Law360 reported on the Pennsylvania Supreme Court’s decision to take up Sullivan v. Werner Company to address whether a trial court ruling barring jurors in a products liability case from hearing industry and governmental safety standards went against the high court’s Tincher v. Omega Flex decision in 2014, which ruled that strict liability can be established regardless of whether a seller exercised all possible care in designing or selling a product.
Laffey, Bucci & Kent founder Jeffrey Laffey and attorney Stewart Ryan represent the plaintiffs in Sullivan v. Werner.
Attorney Jeffrey Laffey said, “There has been some ambiguity in the law in the eight years since Tincher was released. Clarity of the Tincher opinion and the reasoning behind it as it relates to this specific issue is certainly needed. Once and for all let’s get this issue resolved.”
Laffey also said the case could have a “dramatic impact” and “important consequences” on product liability law in Pennsylvania.

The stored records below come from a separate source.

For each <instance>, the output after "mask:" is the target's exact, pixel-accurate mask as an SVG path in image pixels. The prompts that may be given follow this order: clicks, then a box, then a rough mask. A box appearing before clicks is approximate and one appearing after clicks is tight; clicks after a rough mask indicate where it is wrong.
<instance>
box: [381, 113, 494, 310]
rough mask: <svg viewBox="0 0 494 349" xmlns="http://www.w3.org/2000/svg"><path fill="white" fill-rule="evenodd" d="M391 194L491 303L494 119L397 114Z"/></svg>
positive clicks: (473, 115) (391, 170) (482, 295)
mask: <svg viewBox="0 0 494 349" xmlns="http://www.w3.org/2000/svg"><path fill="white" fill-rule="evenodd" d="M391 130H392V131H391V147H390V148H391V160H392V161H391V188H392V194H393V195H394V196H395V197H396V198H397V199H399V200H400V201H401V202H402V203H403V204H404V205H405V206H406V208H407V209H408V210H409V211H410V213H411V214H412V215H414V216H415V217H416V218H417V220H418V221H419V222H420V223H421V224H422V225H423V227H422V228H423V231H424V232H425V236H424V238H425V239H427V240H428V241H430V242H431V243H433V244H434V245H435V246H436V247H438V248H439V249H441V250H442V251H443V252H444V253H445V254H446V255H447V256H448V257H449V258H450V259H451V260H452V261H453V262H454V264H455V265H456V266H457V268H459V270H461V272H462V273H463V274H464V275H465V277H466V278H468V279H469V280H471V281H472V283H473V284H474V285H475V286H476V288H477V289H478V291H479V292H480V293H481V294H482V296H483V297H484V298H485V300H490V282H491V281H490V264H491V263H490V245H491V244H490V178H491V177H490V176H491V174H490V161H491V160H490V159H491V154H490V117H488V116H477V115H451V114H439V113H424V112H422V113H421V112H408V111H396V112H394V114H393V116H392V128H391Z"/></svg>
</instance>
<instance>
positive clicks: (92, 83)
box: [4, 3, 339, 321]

The Pennsylvania Superior Court opinion originally upheld a $2.5 million verdict obtained on behalf of a union carpenter who sustained serious injuries when a scaffold’s platform collapsed. The opinion upheld and affirmed the trial judge’s preclusion of evidence that the design of the scaffold complied with standards issue by the scaffold industry. It is one of the first decisions that has provided guidance since the pivotal decision in Tincher v. Omega Flex, which created new standards by which a plaintiff must prove that a product is defective.